2023.07.12
スキップフロアとは?工事費用や4つの実例を紹介!
住宅の建築を検討するなかで、「限られた土地面積でできる限り広い間取りにしたい」「他の住宅とは違うおしゃれな空間にしたい」と考えている方も多いのではないでしょうか。
そのような方におすすめなのがスキップフロア。本記事ではスキップフロアの特徴や工事費用、具体的な間取りについて紹介します。
INDEX
スキップフロアとは?
スキップフロアとは、同じ空間に段差をつけて、中2階・中3階を設ける間取りです。ステップフロアも同様の意味で用いられます。
通常の住宅では、ドアや廊下によって空間を区切りますが、スキップフロアの場合は各部屋が繋がっているのが特徴です。土地に高低差がある場合や、狭小地など限られた土地面積で住宅を建てる際に多く採用されています。
スキップフロアは間取りの自由度が高く、半地下や小上がりなども作れます。そのため、2階建て住宅だけでなく、平屋でも採用されるケースが多いです。
家全体をスキップフロアにしたり、寝室や書斎だけは空間を区切ったりと、ライフスタイルに合った間取りを考えてみましょう。
スキップフロアにかかる費用は?
スキップフロアの費用相場は、一般的な住宅に比べて高くなる傾向にあります。理由は大きく分けて2つです。
- ● デザイン・設計費用がかかる
- ● 耐震性を確保するための構造計算や良質な外壁素材が必要になる
スキップフロアは各フロアを上手に活用するためのデザイン・設計が必要です。また、1つの広い空間になるため、少ない壁で耐震性を確保するための工夫が求められます。
国土交通省の建築着工統計調査によると、2022年度の居住専用住宅の構造別坪単価は以下の通りです。
木造 | 鉄骨造 | 鉄筋コンクリート造 | 鉄骨鉄筋コンクリート造 |
---|---|---|---|
約58万円 | 約89万円 | 約91万円 | 約86万円 |
参照元:建築着工統計調査
ハウスメーカーによって費用は異なるため、上記の一般的な住宅を建てる際の価格を参考にしながらハウスメーカーに見積もりを依頼しましょう。
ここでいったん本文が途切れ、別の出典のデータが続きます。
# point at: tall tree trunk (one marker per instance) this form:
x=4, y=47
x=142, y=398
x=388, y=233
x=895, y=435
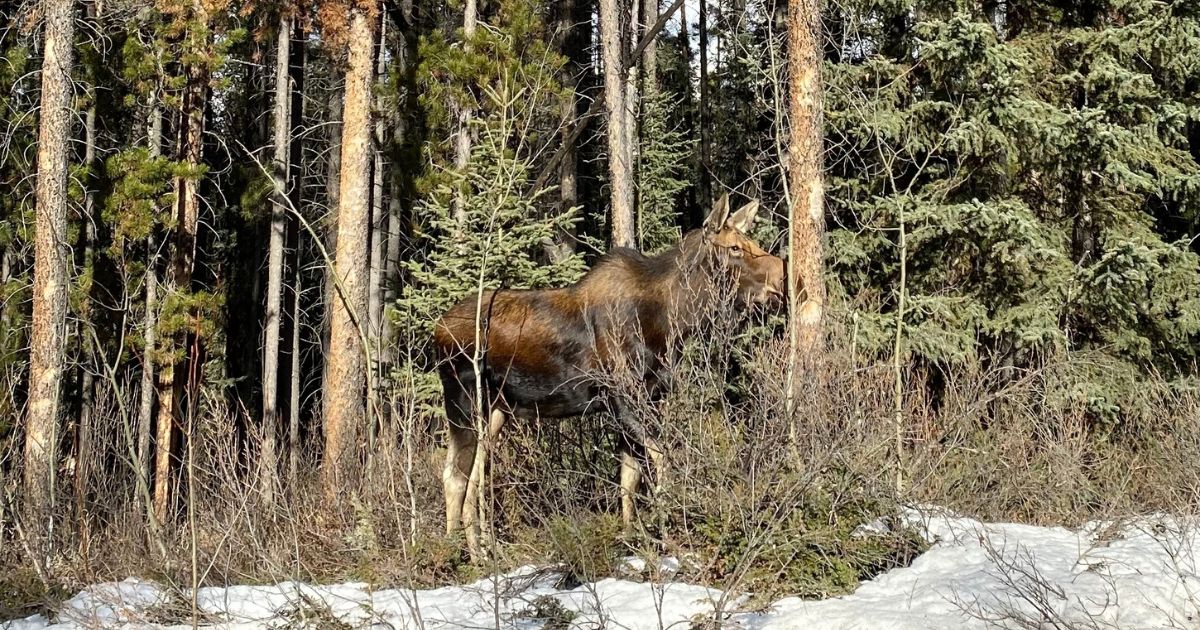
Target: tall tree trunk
x=299, y=115
x=268, y=451
x=807, y=184
x=51, y=249
x=462, y=143
x=621, y=163
x=150, y=327
x=633, y=105
x=84, y=454
x=706, y=135
x=334, y=195
x=378, y=229
x=347, y=369
x=562, y=246
x=651, y=55
x=183, y=261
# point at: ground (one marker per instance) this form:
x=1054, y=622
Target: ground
x=1134, y=574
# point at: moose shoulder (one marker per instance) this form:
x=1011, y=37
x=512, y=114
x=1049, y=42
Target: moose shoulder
x=543, y=353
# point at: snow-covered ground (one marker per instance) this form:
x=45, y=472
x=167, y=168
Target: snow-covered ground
x=1137, y=575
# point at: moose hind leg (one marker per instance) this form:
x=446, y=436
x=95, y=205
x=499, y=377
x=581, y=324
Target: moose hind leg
x=630, y=479
x=460, y=450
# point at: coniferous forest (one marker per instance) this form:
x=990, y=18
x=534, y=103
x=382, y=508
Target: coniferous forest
x=231, y=227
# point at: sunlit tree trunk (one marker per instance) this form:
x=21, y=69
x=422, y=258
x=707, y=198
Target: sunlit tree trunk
x=345, y=405
x=51, y=249
x=621, y=155
x=462, y=142
x=706, y=135
x=651, y=55
x=84, y=439
x=565, y=30
x=807, y=184
x=183, y=259
x=268, y=453
x=150, y=324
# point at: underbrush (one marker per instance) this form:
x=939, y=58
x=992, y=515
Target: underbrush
x=760, y=495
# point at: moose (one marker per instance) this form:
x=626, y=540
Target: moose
x=543, y=353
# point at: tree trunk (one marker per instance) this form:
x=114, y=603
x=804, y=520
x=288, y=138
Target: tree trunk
x=805, y=157
x=631, y=106
x=563, y=244
x=84, y=454
x=183, y=259
x=621, y=163
x=378, y=228
x=462, y=143
x=268, y=451
x=334, y=193
x=651, y=55
x=51, y=282
x=706, y=150
x=345, y=406
x=150, y=330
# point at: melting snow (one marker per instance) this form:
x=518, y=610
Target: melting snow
x=1141, y=574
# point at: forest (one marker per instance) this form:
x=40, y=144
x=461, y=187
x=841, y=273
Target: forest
x=233, y=227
なお、相場を把握するためにも、依頼先は1社ではなく複数社にするのがおすすめです。
家づくりで予算オーバーしないための節約方法は、以下の記事をご覧ください。
関連記事:想定外の出費を防ぐには 予算オーバーを防ぎ、家づくりのお金を節約するポイント
スキップフロアの実例4選
本章ではスキップフロアの実例を4つ紹介します。
- ①階段の踊り場をワークスペースにした間取り
- ②スキップフロアでキッズスペースを確保した間取り
- ③半地下のスキップフロアをゲーム室にした間取り
- ④多目的スキップフロアで空間を楽しむ間取り
①階段の踊り場をワークスペースにした間取り
階段の踊り場にイスとデスクを設置し、ワークスペースとして活用している間取りです。書斎としての利用だけでなく、子どもの学習スペースとしても利用できるため、リビングにいる家族とコミュニケーションを取りながら勉強ができます。
②スキップフロアでキッズスペースを確保した間取り
スキップフロアをキッズスペースとして活用している間取りです。キッチンの近くにキッズスペースがあるため、子どもの様子を見ながら家事をこなせます。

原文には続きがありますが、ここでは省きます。